Bluebirds sang from the berry bushes along the side of the road, and he watched the clouds building in the west over the water as the buckboard bounced along the rough road. With Miss Bulmer missing, he wasn’t sure where to look for the next link. But it wasn’t his problem. His brother could handle his own case. He had enough to handle.
He scanned the hillside, blanketed with some kind of blue wildflowers. Pretty place, this northern coast, but a little more tame than he was used to. He normally strode city streets and dodged
clanging streetcars and rearing horses. This was exactly what he had been longing for.
As he looked around, he noticed two men atop a hill in a cypress grove. One man wore dungarees and a floppy hat. The other appeared to be a businessman dressed in a suit and bowler. They hadn’t seen him yet. He reined in the horse in the shadow of a large tree and watched them a moment. Taken at a casual glance, there was no real reason for his unease. A landowner might have been giving direction to one of his hands, but something about the way the men talked seemed furtive.

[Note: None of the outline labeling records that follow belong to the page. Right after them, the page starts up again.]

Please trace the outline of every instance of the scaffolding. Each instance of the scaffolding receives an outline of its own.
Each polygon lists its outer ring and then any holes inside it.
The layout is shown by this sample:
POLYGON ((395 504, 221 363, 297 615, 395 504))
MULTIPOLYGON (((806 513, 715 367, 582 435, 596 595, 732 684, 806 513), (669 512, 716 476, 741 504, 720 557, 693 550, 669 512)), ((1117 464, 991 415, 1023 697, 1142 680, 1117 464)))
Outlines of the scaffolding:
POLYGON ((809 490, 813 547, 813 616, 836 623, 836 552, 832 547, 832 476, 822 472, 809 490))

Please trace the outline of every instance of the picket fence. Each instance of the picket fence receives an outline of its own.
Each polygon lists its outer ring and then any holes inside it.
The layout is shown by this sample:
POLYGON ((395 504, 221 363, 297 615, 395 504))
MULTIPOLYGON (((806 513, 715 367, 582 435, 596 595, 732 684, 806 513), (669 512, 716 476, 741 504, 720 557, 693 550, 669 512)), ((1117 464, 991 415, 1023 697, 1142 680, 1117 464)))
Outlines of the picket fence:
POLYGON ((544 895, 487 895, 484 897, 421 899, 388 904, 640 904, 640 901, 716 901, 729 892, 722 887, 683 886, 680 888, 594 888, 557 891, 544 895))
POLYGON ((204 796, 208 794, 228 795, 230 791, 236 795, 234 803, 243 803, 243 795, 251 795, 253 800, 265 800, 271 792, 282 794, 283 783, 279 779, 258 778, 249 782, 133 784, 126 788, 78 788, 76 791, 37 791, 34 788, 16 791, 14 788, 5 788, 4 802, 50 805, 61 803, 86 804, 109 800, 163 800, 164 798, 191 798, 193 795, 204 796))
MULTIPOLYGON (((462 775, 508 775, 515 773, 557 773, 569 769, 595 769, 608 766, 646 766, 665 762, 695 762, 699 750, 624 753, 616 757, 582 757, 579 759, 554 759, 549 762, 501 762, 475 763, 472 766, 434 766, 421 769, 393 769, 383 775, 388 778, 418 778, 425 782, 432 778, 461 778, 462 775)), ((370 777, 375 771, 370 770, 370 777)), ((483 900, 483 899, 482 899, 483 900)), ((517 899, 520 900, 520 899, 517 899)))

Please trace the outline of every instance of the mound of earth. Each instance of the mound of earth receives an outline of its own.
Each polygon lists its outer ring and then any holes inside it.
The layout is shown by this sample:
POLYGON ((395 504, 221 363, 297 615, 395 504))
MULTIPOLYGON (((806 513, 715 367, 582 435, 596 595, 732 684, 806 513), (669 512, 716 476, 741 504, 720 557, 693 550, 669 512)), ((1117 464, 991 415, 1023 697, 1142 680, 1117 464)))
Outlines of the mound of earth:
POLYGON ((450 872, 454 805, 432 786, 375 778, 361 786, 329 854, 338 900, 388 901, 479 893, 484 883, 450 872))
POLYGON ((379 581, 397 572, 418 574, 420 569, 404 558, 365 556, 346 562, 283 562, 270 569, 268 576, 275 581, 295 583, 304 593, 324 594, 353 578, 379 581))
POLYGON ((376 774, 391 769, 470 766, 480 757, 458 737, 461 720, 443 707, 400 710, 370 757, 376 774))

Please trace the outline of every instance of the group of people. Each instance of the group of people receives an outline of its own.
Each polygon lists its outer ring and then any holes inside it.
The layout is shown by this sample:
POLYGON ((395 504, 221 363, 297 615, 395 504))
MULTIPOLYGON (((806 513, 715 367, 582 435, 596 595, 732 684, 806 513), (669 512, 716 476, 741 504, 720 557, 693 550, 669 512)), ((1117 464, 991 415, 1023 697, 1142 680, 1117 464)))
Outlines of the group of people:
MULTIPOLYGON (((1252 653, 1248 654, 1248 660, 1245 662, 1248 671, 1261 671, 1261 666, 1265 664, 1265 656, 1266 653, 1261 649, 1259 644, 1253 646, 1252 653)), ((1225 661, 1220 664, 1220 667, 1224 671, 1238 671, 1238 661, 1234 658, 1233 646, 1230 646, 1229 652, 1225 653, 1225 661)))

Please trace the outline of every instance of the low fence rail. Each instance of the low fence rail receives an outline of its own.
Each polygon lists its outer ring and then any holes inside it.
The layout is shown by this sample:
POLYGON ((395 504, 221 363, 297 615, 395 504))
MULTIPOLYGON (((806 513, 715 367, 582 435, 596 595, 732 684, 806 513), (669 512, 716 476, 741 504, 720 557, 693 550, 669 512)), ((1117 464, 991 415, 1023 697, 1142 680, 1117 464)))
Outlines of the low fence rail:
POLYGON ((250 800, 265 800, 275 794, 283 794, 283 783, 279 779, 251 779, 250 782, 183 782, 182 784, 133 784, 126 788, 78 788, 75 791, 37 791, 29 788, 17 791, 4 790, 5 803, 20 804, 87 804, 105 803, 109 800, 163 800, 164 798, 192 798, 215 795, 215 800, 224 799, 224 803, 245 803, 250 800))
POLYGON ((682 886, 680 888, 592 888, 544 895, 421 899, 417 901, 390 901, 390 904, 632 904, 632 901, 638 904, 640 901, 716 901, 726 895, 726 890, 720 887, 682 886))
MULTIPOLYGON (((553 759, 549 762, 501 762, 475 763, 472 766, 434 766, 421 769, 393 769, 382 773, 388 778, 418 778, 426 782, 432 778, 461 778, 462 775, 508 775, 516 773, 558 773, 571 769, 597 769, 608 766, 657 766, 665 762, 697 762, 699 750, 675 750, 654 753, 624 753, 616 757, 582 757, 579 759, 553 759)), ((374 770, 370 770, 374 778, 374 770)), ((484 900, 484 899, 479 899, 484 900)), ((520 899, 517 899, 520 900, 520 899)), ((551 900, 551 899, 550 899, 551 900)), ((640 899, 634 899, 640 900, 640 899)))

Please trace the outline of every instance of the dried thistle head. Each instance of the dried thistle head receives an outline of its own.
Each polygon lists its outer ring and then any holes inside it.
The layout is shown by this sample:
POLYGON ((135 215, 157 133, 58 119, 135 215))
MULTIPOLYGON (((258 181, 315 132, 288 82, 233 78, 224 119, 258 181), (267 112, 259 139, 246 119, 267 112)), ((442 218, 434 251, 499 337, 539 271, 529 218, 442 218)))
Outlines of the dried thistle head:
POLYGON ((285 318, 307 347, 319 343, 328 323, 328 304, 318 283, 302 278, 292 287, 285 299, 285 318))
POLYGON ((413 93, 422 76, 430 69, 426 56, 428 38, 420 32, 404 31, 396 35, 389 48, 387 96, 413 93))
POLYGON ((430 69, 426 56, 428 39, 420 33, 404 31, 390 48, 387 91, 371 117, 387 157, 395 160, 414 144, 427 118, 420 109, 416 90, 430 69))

That alone made Will’s senses go to alert. He wished he were close enough to overhear. He watched the man in the bowler point out to sea, toward where the point jutted into the bay.
Where the pirates had overrun the ship.
He told himself not to jump to conclusions. There could be any number of reasons to gesture to the point. He watched the suited man count out paper money and hand it to the worker. The man in dungarees tipped his straw hat then walked off. The businessman saw Will and scowled before he turned and strode away.
When both men were out of sight, Will started back toward town. He took out a notepad and jotted down descriptions of the men and of the incident. It was probably nothing, but he wanted the criminals brought to justice after seeing what they had done to the sailors. If these men had anything to do with it, he didn’t want to miss any details to report to his brother.
He reached Mercy Falls and saw that the streets were deserted. Blockades declaring quarantines closed several roads, and he saw more signs on doors. There was no problem finding a spot to park the buckboard outside Russell’s Haberdashery. Most businesses were open but had few clients.
There was a CLOSED sign in the window of the haberdashery. He turned the knob and found the door unlocked. The bell jingled when he stepped into the shop. Jennie stirred from a makeshift bed on the floor then turned her head and went back to sleep. Rather than calling for Miss Russell, Will walked through the store to the back room where he found the woman peering into a safe.